Large language models (LLMs) increasingly rely on explicit chain-of-thought (CoT) reasoning to solve complex tasks, yet the safety of the reasoning process itself remains largely unaddressed. Existing work on LLM safety focuses on content safety--detecting harmful, biased, or factually incorrect outputs -- and treats the reasoning chain as an opaque intermediate artifact. We identify reasoning safety as an orthogonal and equally critical security dimension: the requirement that a model's reasoning trajectory be logically consistent, computationally efficient, and resistant to adversarial manipulation. We make three contributions. First, we formally define reasoning safety and introduce a nine-category taxonomy of unsafe reasoning behaviors, covering input parsing errors, reasoning execution errors, and process management errors. Second, we conduct a large-scale prevalence study annotating 4111 reasoning chains from both natural reasoning benchmarks and four adversarial attack methods (reasoning hijacking and denial-of-service), confirming that all nine error types occur in practice and that each attack induces a mechanistically interpretable signature. Third, we propose a Reasoning Safety Monitor: an external LLM-based component that runs in parallel with the target model, inspects each reasoning step in real time via a taxonomy-embedded prompt, and dispatches an interrupt signal upon detecting unsafe behavior. Evaluation on a 450-chain static benchmark shows that our monitor achieves up to 84.88\% step-level localization accuracy and 85.37\% error-type classification accuracy, outperforming hallucination detectors and process reward model baselines by substantial margins. These results demonstrate that reasoning-level monitoring is both necessary and practically achievable, and establish reasoning safety as a foundational concern for the secure deployment of large reasoning models.

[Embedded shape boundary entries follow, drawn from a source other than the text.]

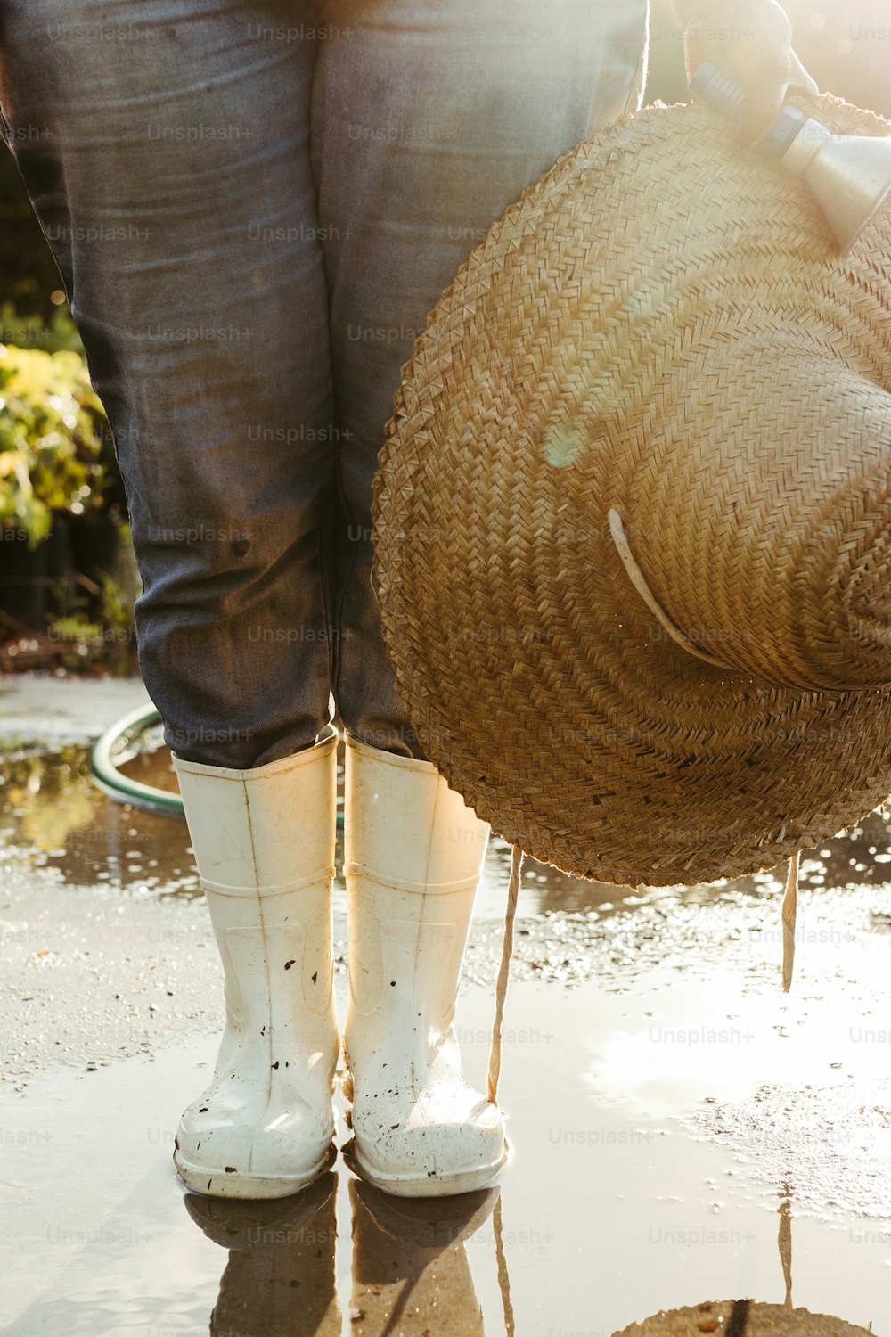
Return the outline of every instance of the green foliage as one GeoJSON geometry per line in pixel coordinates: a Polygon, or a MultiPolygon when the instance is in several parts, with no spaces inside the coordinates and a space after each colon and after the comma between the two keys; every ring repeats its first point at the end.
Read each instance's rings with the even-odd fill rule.
{"type": "Polygon", "coordinates": [[[83,358],[0,344],[0,524],[35,547],[52,511],[104,503],[104,414],[83,358]]]}
{"type": "Polygon", "coordinates": [[[0,303],[0,344],[37,348],[44,353],[68,350],[83,356],[77,326],[68,306],[53,306],[49,321],[43,316],[21,316],[12,302],[0,303]]]}

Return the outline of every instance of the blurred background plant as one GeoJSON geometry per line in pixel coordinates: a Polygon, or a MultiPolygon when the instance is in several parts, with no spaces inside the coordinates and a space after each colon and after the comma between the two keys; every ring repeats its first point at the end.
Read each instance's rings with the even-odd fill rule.
{"type": "MultiPolygon", "coordinates": [[[[594,0],[592,0],[594,3],[594,0]]],[[[783,0],[820,88],[891,116],[888,0],[783,0]]],[[[647,100],[687,100],[652,0],[647,100]]],[[[139,576],[123,483],[49,247],[0,147],[0,670],[135,671],[139,576]]]]}

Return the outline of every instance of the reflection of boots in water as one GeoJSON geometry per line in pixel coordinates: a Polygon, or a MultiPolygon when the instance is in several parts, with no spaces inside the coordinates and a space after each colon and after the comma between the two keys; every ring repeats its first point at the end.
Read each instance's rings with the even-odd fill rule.
{"type": "Polygon", "coordinates": [[[355,1337],[484,1337],[464,1242],[488,1221],[497,1198],[497,1189],[395,1198],[353,1181],[355,1337]]]}
{"type": "Polygon", "coordinates": [[[341,1337],[335,1203],[330,1173],[303,1193],[269,1202],[187,1194],[192,1221],[228,1249],[211,1337],[341,1337]]]}

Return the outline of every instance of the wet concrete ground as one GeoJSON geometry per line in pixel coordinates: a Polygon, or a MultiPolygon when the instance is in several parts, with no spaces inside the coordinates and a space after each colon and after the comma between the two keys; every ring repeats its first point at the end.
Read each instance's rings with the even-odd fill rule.
{"type": "MultiPolygon", "coordinates": [[[[695,1306],[643,1330],[891,1334],[883,816],[804,856],[788,996],[784,868],[629,893],[528,864],[501,1190],[405,1203],[338,1161],[239,1210],[186,1194],[170,1161],[219,1027],[186,828],[91,786],[64,743],[102,711],[83,689],[77,710],[51,753],[19,709],[0,767],[0,1332],[610,1337],[695,1306]]],[[[493,844],[458,1009],[478,1082],[508,860],[493,844]]],[[[341,957],[342,912],[339,893],[341,957]]]]}

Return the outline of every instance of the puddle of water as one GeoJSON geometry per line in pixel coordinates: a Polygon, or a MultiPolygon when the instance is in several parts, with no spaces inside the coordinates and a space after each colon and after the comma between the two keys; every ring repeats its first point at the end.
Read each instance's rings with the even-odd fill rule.
{"type": "MultiPolygon", "coordinates": [[[[838,1036],[822,1050],[828,1008],[793,1044],[771,1031],[785,1005],[776,996],[740,1001],[731,977],[719,1004],[715,985],[661,983],[645,977],[624,997],[516,985],[501,1088],[514,1162],[500,1193],[439,1205],[377,1194],[342,1161],[309,1194],[262,1207],[184,1194],[172,1132],[207,1080],[212,1040],[44,1075],[24,1096],[0,1091],[12,1255],[4,1332],[610,1337],[660,1310],[715,1306],[691,1326],[648,1329],[664,1337],[741,1333],[709,1322],[731,1312],[719,1301],[748,1298],[779,1306],[779,1321],[745,1332],[842,1337],[850,1324],[887,1337],[891,1148],[872,1143],[864,1210],[866,1163],[852,1174],[847,1151],[836,1154],[846,1130],[880,1126],[864,1118],[872,1106],[887,1123],[887,1067],[878,1076],[866,1047],[839,1048],[838,1036]],[[757,1043],[705,1039],[693,1062],[679,1062],[691,1047],[677,1035],[703,1017],[751,1029],[757,1043]],[[800,1115],[797,1138],[767,1159],[753,1154],[751,1128],[748,1144],[743,1136],[745,1104],[765,1088],[773,1116],[780,1098],[800,1115]],[[808,1091],[822,1102],[814,1120],[808,1091]],[[740,1134],[733,1147],[697,1122],[719,1103],[740,1134]],[[839,1322],[810,1326],[803,1310],[839,1322]]],[[[490,1004],[488,991],[469,989],[458,1007],[477,1082],[490,1004]]],[[[855,1016],[840,1012],[839,1025],[855,1016]]]]}
{"type": "MultiPolygon", "coordinates": [[[[138,753],[122,765],[124,774],[159,789],[176,790],[176,777],[164,746],[138,753]]],[[[338,806],[342,808],[342,766],[338,806]]],[[[846,889],[884,885],[891,881],[891,812],[871,813],[843,837],[828,841],[820,850],[808,850],[801,860],[803,888],[846,889]]],[[[198,874],[191,858],[184,822],[140,812],[114,802],[92,783],[88,750],[63,747],[56,753],[19,751],[0,758],[0,853],[17,852],[32,866],[56,869],[72,885],[107,882],[142,894],[199,894],[198,874]]],[[[342,834],[338,833],[338,868],[342,862],[342,834]]],[[[489,842],[477,917],[497,920],[504,915],[510,846],[502,840],[489,842]]],[[[776,874],[776,876],[775,876],[776,874]]],[[[644,888],[640,892],[566,877],[553,868],[526,860],[524,865],[520,915],[549,912],[610,915],[617,908],[673,900],[705,905],[725,894],[759,896],[775,890],[775,873],[740,877],[732,882],[691,888],[644,888]]],[[[346,909],[342,880],[335,884],[335,910],[346,909]]]]}

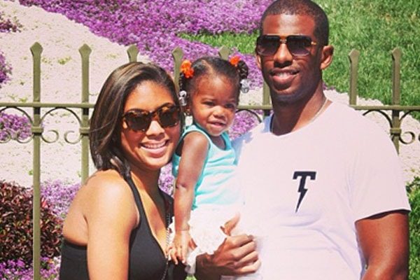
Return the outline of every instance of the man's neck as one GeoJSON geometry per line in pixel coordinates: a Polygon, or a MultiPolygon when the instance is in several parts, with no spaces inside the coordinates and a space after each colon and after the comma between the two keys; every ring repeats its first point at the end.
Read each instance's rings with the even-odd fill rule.
{"type": "Polygon", "coordinates": [[[314,121],[330,103],[322,90],[315,92],[305,102],[274,103],[270,130],[276,135],[296,131],[314,121]]]}

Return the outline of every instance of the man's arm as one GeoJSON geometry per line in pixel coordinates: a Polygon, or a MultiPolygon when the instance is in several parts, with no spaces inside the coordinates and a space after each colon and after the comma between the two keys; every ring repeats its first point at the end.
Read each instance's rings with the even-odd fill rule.
{"type": "Polygon", "coordinates": [[[227,223],[224,230],[228,235],[212,255],[197,257],[195,276],[199,280],[219,279],[221,275],[243,275],[253,273],[260,262],[255,251],[256,244],[251,236],[230,236],[239,221],[237,216],[227,223]]]}
{"type": "Polygon", "coordinates": [[[394,211],[356,223],[367,270],[363,280],[408,279],[408,212],[394,211]]]}

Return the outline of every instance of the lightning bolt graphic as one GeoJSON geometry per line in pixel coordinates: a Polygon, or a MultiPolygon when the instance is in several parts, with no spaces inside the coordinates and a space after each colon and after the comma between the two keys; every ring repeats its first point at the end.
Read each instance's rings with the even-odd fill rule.
{"type": "Polygon", "coordinates": [[[316,177],[316,172],[309,171],[297,171],[293,174],[293,180],[296,180],[299,177],[300,177],[300,182],[299,183],[298,192],[300,192],[300,195],[299,195],[299,200],[298,200],[298,204],[296,205],[295,213],[298,212],[299,206],[300,206],[300,203],[303,200],[304,195],[306,195],[307,192],[308,191],[308,189],[304,188],[307,178],[309,177],[311,180],[315,180],[315,178],[316,177]]]}

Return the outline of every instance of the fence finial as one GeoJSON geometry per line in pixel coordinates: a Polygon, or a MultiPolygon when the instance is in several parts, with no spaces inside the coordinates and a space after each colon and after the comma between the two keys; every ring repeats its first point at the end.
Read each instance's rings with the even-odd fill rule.
{"type": "Polygon", "coordinates": [[[229,58],[229,55],[230,54],[230,50],[223,46],[222,48],[219,48],[218,53],[221,58],[227,60],[229,58]]]}
{"type": "Polygon", "coordinates": [[[172,58],[174,58],[174,80],[177,92],[179,91],[179,71],[181,71],[181,64],[183,55],[183,51],[179,47],[176,47],[172,50],[172,58]]]}
{"type": "Polygon", "coordinates": [[[139,49],[136,45],[130,45],[127,49],[127,54],[128,55],[128,59],[130,62],[135,62],[137,61],[137,55],[139,55],[139,49]]]}

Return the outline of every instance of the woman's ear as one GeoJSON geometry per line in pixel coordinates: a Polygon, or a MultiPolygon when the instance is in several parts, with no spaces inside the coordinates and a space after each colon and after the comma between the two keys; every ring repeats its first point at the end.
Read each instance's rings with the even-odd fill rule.
{"type": "Polygon", "coordinates": [[[324,46],[322,48],[322,53],[321,56],[321,70],[326,69],[332,62],[332,55],[334,54],[334,47],[331,45],[324,46]]]}

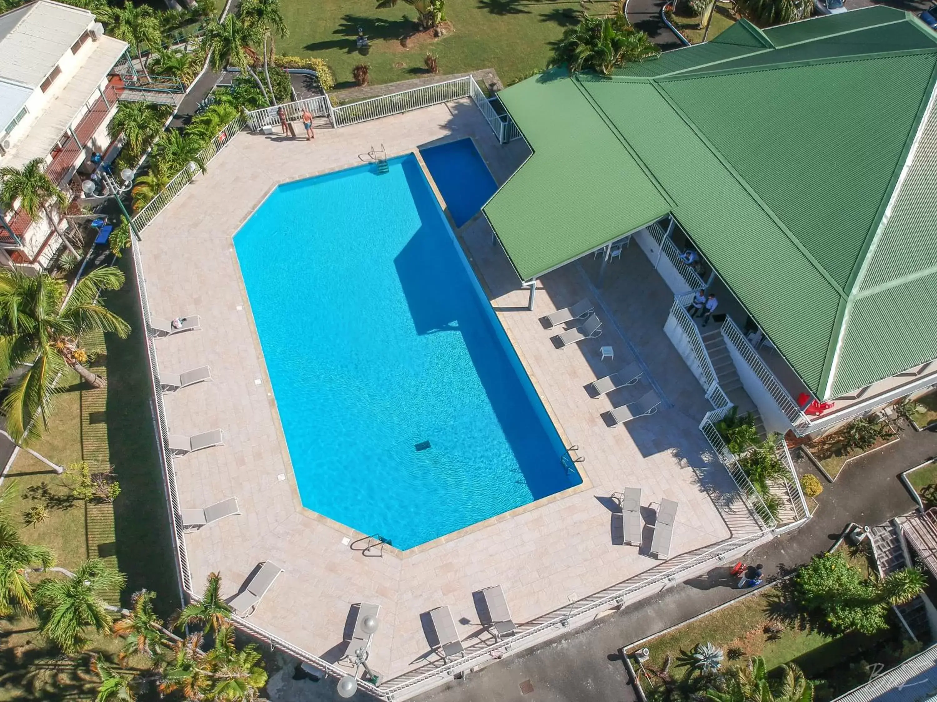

翻译：大语言模型（LLM）日益依赖显式的思维链（CoT）推理来解决复杂任务，然而推理过程本身的安全性仍未得到充分关注。现有的LLM安全性研究聚焦于内容安全——检测有害、偏见或事实错误的输出——并将推理链视作不透明的中间产物。我们提出推理安全性是一个正交且同等重要的安全维度：即要求模型的推理轨迹在逻辑上一致、计算上高效，并能抵御对抗性操控。我们做出三项贡献。首先，我们正式定义了推理安全性，并引入了一个涵盖九类不安全推理行为的分类体系，包括输入解析错误、推理执行错误和进程管理错误。其次，我们开展了一项大规模流行率研究，对来自自然推理基准测试和四种对抗攻击方法（推理劫持与拒绝服务）的4111条推理链进行了标注，证实所有九类错误类型在实际中均会出现，且每种攻击都会引发可机械解释的特征签名。第三，我们提出了一种推理安全监控器：一种基于外部LLM的组件，与目标模型并行运行，通过嵌入分类法的提示实时检查每个推理步骤，并在检测到不安全行为时发出中断信号。在包含450条推理链的静态基准测试上的评估表明，我们的监控器在步骤级定位准确率上达到84.88%，在错误类型分类准确率上达到85.37%，大幅超过了幻觉检测器和过程奖励模型基线。这些结果表明，推理层级的监控既是必要的，也是实际可行的，并将推理安全性确立为大型推理模型安全部署的基础性问题。